Denise and Lindsay's Iris

Denise and Lindsay's Iris
Photo by J Hulse

Sunday, December 4, 2011

THE GAIA PRINCIPLE (or Enough About You)

(Click on the Title for a music video "We're All Connected)  By Bill Nye, the Science Guy.)

OK.  Following are some philosophical ruminations.  These may be a bit esoteric and heady for some of you dirt-diggers.  But someone has to think about these things!!

The Gaia hypothesis, also known as Gaia theory or Gaia principle, proposes that all organisms and their inorganic surroundings on Earth are closely integrated to form a single and self-regulating complex system, maintaining the conditions for life on the planet.

"The scientific investigation of the Gaia hypothesis focuses on observing how the biosphere and the evolution of life forms contribute to the stability of global temperature, ocean salinity, oxygen in the atmosphere and other factors of habitability in a preferred homeostasis. The Gaia hypothesis was formulated by the chemist James Lovelock and co-developed by the microbiologist Lynn Margulis in the 1970s.  Initially received with hostility by the scientific community, it is now studied in the disciplines of geo-physiology and Earth system science, and some of its principles have been adopted in fields like biogeochemistry and systems ecology. This ecological hypothesis has also inspired analogies and various interpretations in social sciences, politics, and religion under a vague philosophy and movement."
                                           From Wikipedia

The Earth is not a "life-support" system, not a passive vessel that carries its organic cargo.  But the Earth was first, itself derived from ancient star dust.
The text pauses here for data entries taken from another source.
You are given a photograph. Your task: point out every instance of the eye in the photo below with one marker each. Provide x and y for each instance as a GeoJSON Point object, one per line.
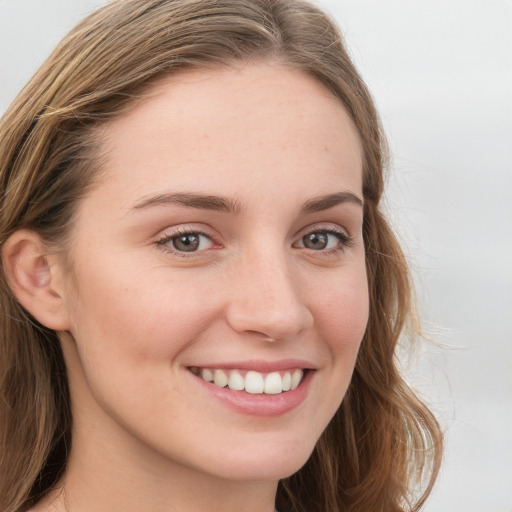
{"type": "Point", "coordinates": [324, 240]}
{"type": "Point", "coordinates": [184, 242]}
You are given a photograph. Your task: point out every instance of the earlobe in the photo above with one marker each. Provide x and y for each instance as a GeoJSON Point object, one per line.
{"type": "Point", "coordinates": [34, 277]}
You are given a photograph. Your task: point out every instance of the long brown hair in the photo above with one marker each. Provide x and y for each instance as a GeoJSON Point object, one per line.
{"type": "Point", "coordinates": [382, 449]}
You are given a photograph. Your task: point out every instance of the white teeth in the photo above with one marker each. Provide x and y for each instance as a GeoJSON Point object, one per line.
{"type": "Point", "coordinates": [254, 383]}
{"type": "Point", "coordinates": [296, 378]}
{"type": "Point", "coordinates": [287, 381]}
{"type": "Point", "coordinates": [272, 383]}
{"type": "Point", "coordinates": [220, 378]}
{"type": "Point", "coordinates": [236, 381]}
{"type": "Point", "coordinates": [207, 375]}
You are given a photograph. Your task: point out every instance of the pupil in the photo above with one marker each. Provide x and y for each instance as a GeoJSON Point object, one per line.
{"type": "Point", "coordinates": [186, 243]}
{"type": "Point", "coordinates": [315, 241]}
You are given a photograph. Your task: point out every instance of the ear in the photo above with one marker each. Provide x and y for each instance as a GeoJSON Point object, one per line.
{"type": "Point", "coordinates": [36, 278]}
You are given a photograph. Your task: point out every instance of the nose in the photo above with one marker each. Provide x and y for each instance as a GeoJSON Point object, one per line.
{"type": "Point", "coordinates": [265, 299]}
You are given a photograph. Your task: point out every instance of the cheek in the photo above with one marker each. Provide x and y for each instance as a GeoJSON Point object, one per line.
{"type": "Point", "coordinates": [342, 313]}
{"type": "Point", "coordinates": [143, 316]}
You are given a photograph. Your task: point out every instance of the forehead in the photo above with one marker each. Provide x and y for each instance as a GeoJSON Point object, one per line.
{"type": "Point", "coordinates": [253, 123]}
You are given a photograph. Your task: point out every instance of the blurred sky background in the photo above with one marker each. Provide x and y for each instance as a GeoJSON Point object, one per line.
{"type": "Point", "coordinates": [441, 74]}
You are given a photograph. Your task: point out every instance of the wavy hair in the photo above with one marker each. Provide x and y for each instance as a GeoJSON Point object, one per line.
{"type": "Point", "coordinates": [382, 449]}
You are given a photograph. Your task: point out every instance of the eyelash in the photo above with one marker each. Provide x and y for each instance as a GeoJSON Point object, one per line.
{"type": "Point", "coordinates": [345, 241]}
{"type": "Point", "coordinates": [167, 239]}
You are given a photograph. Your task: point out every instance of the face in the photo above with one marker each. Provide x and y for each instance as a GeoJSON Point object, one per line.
{"type": "Point", "coordinates": [223, 242]}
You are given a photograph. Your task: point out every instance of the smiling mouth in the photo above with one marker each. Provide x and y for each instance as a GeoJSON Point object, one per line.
{"type": "Point", "coordinates": [252, 382]}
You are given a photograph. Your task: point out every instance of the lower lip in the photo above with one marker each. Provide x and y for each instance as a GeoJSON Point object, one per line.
{"type": "Point", "coordinates": [259, 404]}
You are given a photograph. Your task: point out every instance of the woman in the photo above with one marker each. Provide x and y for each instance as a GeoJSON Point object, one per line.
{"type": "Point", "coordinates": [201, 298]}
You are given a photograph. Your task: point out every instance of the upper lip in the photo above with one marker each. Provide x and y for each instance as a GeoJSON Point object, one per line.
{"type": "Point", "coordinates": [258, 365]}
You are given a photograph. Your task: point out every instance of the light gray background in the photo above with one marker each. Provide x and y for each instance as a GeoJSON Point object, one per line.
{"type": "Point", "coordinates": [440, 71]}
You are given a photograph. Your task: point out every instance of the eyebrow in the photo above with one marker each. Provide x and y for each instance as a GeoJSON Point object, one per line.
{"type": "Point", "coordinates": [191, 200]}
{"type": "Point", "coordinates": [234, 206]}
{"type": "Point", "coordinates": [321, 203]}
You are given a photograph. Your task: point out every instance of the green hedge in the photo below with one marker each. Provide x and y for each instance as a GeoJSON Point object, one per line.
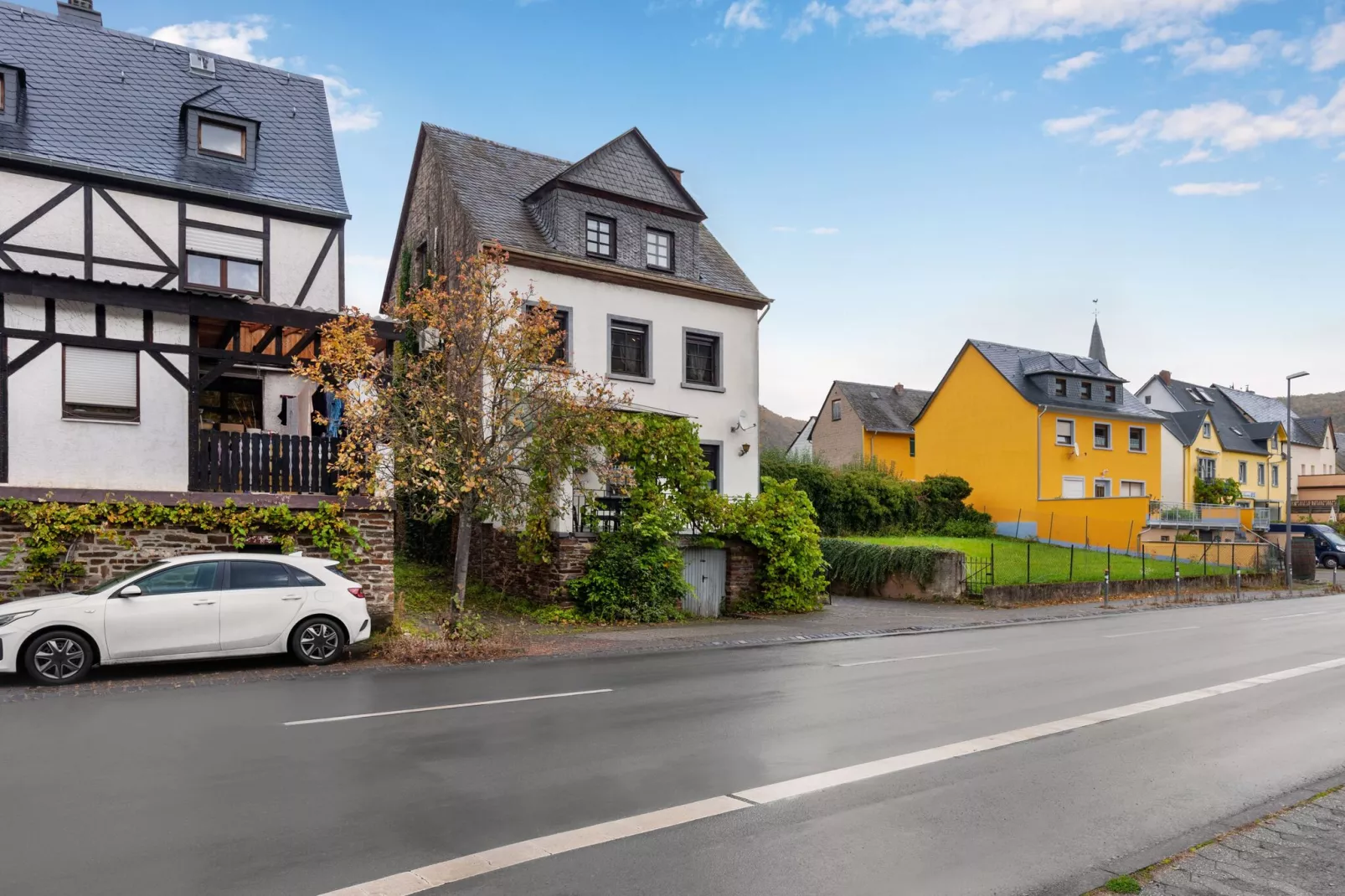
{"type": "Point", "coordinates": [868, 499]}
{"type": "Point", "coordinates": [863, 567]}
The Earth and its eco-systems are the essential life-giving source of organic life-forms.  I'm pointing out here  that the Earth is above us in the overall scheme of things. The Earth is the "whole" and we are just a "part".  It is incumbent upon us, therefore, to replace our people-centeredness (homo-centrism) with Earth-centeredness (eco-centrism). We must define progress as whatever is conducive to sustainable participation in Earth's ecosystems.  It is incumbent upon us, then, to consider our actions in the garden.  “ What am I  doing to maintain the balance of nature?  What am I  doing that will help, rather than hurt the Earth?  What will be my legacy?”

So, I want to leave you with this Chinese proverb to sum it all up.

Man who eats too many prunes gets good run for his money.